Hope Jahren's memoir 'Lab Girl' is next Tosa All-City Read selection

Jim Higgins
Milwaukee Journal Sentinel
Hope Jahren's memoir "Lab Girl" is the next Tosa All-City Read book selection. Most related events will take place  in February.

Geobiologist Hope Jahren's memoir "Lab Girl" will be the next Tosa All-City Read, organizers announced Wednesday.

A Minnesota native, Jahren is a professor at the University of Oslo in Norway. Her book won the National Book Critics Circle award for autobiography. In a Washington Post review, Amy Stewart described the book's attractions: 

" 'Lab Girl' is the story of a girl who becomes a scientist. It’s also the story of a career and the endless struggles over funding, recognition and politics that get in the way. It’s the story of the plants and soil she studies. But — and this is the weirdest, coolest part about this book — it is really the story of two lab partners and their uncommon bond."
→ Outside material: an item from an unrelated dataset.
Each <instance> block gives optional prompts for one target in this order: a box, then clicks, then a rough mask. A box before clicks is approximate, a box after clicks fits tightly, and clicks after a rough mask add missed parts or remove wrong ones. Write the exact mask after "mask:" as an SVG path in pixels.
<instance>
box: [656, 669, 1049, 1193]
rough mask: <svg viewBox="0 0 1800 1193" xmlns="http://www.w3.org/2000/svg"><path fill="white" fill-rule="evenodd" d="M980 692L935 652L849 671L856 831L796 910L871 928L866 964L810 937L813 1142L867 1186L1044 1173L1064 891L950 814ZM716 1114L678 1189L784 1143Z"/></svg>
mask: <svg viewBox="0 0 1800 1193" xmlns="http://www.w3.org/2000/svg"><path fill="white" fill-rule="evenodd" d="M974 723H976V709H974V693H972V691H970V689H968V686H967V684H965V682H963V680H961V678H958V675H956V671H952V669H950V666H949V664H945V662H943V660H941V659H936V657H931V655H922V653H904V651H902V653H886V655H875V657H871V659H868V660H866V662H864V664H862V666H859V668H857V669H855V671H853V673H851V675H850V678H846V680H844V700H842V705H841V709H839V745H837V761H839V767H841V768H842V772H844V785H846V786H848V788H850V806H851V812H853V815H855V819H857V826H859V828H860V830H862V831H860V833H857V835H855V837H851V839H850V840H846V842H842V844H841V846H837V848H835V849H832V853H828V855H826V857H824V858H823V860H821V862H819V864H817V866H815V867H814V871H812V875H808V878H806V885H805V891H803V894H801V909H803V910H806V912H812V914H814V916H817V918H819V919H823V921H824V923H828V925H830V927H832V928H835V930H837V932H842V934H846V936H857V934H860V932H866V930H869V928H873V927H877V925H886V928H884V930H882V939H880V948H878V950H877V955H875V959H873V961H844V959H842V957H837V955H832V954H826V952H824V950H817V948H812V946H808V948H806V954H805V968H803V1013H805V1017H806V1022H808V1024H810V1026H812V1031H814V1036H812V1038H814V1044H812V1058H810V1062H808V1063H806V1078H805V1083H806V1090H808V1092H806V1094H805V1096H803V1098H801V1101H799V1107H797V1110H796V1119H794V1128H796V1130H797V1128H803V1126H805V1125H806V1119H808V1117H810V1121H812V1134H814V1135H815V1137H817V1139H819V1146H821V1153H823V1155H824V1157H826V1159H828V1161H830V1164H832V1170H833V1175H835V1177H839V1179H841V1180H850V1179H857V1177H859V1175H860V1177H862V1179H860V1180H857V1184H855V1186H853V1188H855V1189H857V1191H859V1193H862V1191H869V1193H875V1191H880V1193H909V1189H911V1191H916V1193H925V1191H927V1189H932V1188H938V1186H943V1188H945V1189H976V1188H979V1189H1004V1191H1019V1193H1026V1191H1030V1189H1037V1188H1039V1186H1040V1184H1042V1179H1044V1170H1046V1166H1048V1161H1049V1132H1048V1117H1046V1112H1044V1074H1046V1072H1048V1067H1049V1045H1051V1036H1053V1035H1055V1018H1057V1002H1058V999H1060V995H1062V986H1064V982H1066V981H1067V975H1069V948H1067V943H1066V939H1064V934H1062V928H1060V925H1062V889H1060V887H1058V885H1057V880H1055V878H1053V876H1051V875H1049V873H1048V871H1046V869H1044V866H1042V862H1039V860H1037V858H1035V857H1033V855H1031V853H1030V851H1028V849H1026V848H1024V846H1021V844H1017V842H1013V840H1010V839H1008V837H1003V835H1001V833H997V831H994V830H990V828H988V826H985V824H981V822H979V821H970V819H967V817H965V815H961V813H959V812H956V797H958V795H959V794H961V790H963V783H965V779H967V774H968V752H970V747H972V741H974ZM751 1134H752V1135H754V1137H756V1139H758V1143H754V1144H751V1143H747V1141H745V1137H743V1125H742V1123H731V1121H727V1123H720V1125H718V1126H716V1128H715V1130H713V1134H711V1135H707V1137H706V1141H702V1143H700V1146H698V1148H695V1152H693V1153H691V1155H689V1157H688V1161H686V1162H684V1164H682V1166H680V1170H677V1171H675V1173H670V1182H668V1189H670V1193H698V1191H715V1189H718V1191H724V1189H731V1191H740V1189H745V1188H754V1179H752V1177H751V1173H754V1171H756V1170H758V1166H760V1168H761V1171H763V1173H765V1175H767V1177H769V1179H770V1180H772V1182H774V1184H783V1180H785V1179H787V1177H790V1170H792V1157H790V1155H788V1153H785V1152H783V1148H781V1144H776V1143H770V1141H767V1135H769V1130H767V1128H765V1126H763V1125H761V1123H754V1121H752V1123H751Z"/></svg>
The Neighborhood Association Council of Wauwatosa promotes the citywide reading program as a way of strengthening participation in community activities and groups.

Most All-City Read events for "Lab Girl" will take place in February, according to a statement from the committee that chose the book. The committee is releasing a list of suggested children's books with similar themes for family reading and discussion, including “Ada Byron Lovelace and the Thinking Machine” by Laurie Wallmark and April Chu and “Temple Grandin: How the Girl Who Loved Cows Embraced Autism and Changed the World” by Sy Montgomery and Temple Grandin.

More information is available at TosasAllCityRead.com, or by visiting the TosasAllCityRead page on Facebook.

Previous Tosa All-City Read books have included Leif Enger's "Peace Like a River," Christina Baker Kline's "Orphan Train," Homer H. Hickam's "Rocket Boys" and Fredrik Backman's "A Man Called Ove."